Danusiu serdeczne dzięki . Pokazuję jak to wygląda. 2 poduchy są "zajęte". Popryskam tak jak mówisz. Czasem mówi się też o kwaśnych deszczach w naszych stronach znad Słowacji (przemysł chemiczny ) .
Próbuj śmiało. Ja mam połowę h. w gruncie [ nie przemarzły ], a połowę w donicach. Zimują w piwnicy, w lutym do domku, na Wielkanoc kwitną, a potem cale lato w ogrodzie i znowu to samo.
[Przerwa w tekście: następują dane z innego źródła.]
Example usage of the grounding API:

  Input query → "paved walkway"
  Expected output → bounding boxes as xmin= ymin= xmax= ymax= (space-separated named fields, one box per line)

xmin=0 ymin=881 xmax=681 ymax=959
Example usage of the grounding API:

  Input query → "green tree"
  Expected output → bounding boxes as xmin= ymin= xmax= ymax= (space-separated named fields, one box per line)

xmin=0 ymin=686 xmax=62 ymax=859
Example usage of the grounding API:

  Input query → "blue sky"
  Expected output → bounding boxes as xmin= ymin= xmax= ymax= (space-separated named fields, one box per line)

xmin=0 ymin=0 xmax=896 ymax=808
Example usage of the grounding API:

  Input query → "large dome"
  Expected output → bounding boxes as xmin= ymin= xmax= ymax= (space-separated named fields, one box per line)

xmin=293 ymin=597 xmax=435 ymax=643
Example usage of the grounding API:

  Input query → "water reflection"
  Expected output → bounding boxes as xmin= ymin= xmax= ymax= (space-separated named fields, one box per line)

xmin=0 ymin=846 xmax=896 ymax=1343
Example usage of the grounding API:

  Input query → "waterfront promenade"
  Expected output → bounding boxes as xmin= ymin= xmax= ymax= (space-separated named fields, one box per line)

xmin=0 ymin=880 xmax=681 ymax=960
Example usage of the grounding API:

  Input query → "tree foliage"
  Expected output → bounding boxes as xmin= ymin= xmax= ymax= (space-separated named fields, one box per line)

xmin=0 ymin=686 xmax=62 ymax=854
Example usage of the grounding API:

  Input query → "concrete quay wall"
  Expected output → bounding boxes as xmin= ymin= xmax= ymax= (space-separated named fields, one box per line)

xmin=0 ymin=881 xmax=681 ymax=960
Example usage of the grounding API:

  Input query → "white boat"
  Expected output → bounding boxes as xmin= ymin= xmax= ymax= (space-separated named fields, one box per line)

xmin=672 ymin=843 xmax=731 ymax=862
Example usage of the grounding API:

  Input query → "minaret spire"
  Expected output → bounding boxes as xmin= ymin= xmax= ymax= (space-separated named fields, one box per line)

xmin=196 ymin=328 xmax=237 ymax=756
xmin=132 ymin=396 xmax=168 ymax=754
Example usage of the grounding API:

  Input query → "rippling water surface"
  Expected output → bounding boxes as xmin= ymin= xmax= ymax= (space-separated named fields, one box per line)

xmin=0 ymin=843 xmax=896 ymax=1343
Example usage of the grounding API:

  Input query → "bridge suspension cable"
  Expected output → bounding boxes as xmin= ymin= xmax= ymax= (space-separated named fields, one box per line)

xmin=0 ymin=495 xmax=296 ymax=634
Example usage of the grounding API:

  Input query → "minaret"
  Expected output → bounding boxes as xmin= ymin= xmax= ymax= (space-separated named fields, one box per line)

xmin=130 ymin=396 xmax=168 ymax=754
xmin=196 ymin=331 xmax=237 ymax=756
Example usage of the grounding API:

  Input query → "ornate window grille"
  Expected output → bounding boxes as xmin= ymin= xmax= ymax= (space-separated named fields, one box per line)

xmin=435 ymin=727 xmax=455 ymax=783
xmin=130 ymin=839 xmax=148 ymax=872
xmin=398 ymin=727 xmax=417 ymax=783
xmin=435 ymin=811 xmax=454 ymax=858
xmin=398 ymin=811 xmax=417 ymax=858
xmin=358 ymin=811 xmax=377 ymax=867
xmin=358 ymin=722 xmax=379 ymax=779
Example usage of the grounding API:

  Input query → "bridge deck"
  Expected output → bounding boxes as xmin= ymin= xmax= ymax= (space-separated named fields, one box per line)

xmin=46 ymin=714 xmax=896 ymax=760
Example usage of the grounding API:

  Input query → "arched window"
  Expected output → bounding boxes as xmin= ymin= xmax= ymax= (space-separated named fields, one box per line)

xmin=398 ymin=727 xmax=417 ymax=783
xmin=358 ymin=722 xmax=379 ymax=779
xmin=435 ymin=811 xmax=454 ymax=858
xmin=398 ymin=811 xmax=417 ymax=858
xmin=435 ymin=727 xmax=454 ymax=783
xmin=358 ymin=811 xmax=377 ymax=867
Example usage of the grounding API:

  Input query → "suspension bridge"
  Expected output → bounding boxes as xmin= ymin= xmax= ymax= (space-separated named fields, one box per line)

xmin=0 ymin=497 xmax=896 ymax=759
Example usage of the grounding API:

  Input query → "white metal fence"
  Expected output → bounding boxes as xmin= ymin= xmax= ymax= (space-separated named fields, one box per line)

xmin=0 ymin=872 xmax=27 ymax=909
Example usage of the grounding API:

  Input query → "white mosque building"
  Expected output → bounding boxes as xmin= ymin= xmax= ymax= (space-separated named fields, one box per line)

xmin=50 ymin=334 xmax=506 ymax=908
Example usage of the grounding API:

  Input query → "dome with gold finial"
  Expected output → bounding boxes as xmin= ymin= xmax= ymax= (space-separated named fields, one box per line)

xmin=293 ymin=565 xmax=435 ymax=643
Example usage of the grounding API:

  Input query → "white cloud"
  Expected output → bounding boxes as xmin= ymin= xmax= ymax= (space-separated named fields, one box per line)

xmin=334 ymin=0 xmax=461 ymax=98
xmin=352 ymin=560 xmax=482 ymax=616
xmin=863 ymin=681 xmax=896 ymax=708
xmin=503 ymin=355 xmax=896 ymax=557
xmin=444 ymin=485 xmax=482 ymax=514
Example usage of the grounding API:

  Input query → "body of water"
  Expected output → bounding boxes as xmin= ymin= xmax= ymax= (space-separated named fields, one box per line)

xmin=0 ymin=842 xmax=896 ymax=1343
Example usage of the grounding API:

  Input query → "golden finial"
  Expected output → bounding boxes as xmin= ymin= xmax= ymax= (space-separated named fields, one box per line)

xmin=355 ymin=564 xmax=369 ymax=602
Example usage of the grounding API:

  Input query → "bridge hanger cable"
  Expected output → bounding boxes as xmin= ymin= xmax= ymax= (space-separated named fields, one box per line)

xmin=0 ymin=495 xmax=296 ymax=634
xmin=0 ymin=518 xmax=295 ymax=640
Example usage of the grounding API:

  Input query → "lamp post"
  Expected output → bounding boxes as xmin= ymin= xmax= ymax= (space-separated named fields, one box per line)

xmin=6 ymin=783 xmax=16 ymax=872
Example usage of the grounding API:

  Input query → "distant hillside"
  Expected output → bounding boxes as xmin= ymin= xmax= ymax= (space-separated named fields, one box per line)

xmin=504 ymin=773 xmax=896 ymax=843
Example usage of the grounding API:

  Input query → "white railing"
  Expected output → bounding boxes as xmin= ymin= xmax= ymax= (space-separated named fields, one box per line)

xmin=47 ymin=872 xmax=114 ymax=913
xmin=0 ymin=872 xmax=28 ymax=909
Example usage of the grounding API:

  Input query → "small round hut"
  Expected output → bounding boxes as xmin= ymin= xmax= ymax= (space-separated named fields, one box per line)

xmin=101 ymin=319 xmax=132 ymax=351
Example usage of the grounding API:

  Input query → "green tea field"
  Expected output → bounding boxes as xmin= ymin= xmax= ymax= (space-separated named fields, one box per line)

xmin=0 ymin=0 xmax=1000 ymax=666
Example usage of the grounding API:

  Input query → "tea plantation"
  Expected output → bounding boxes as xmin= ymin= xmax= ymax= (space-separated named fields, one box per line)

Z czasem starsze zastępowane są przez młodsze, bo mnożę sama.
Pozdrawiam.
Zbysiu, ja w ubiegłym roku zainwestowalam w 4 hortensje ogrodowe ( nawet taki sam kolor) - owszem w donicy ładnie kwitły - jesienią wysadziłam do gruntu - w tym roku tylko jedna skromnie zakwitła , więc pomysł w przezimowaniu w donicach może jest lepszą alternatywą
A ja przez 3 lata miałam hortensję w doniczce.... w domu.. kwitła 2 razy do roku... Niestety miałam, bo chyba przesuszyłam.... a one dość wrazliwe na złe traktowanie....
Jałowiec mi wygląda na grzyba... bo Bari raczej tak wysoko nogi nie podnosi Bo po moim tak też wyglądajajałowce..ale te nisko...gdzie nózka jeszcze sięgnie..
Wpadałm sie przywitac, bo dano mnie nie było, a Ty u mnie regularnie Troszkę mi głupio się zrobiło, wiec tak na szybciutko
Pozdrowienia dla Krysi... i dzięki z info o storczykach.... też twierdzę, że lepsza kranówka niz deszczówka...
Grażynko, Danusiu , Aniu. Dzięki za odwiedziny. Patrzę na hortensje ogrodowe u ludzi i jak zakwitnie jeden kwiat na duże krzaczysko to cud jest. Zrobię tak jak Grażynka - na zimę pójdzie do piwnicy .
Aniu - wczoraj opryskałem (zlałem ) jałowiec mieszanką ( na grzyba i na owady ) włącznie z gałęziami i pieńkiem. Zobaczymy jaki będzie skutek . Dzięki za pozdrowienia i pozdrawiamy Was wszystkich.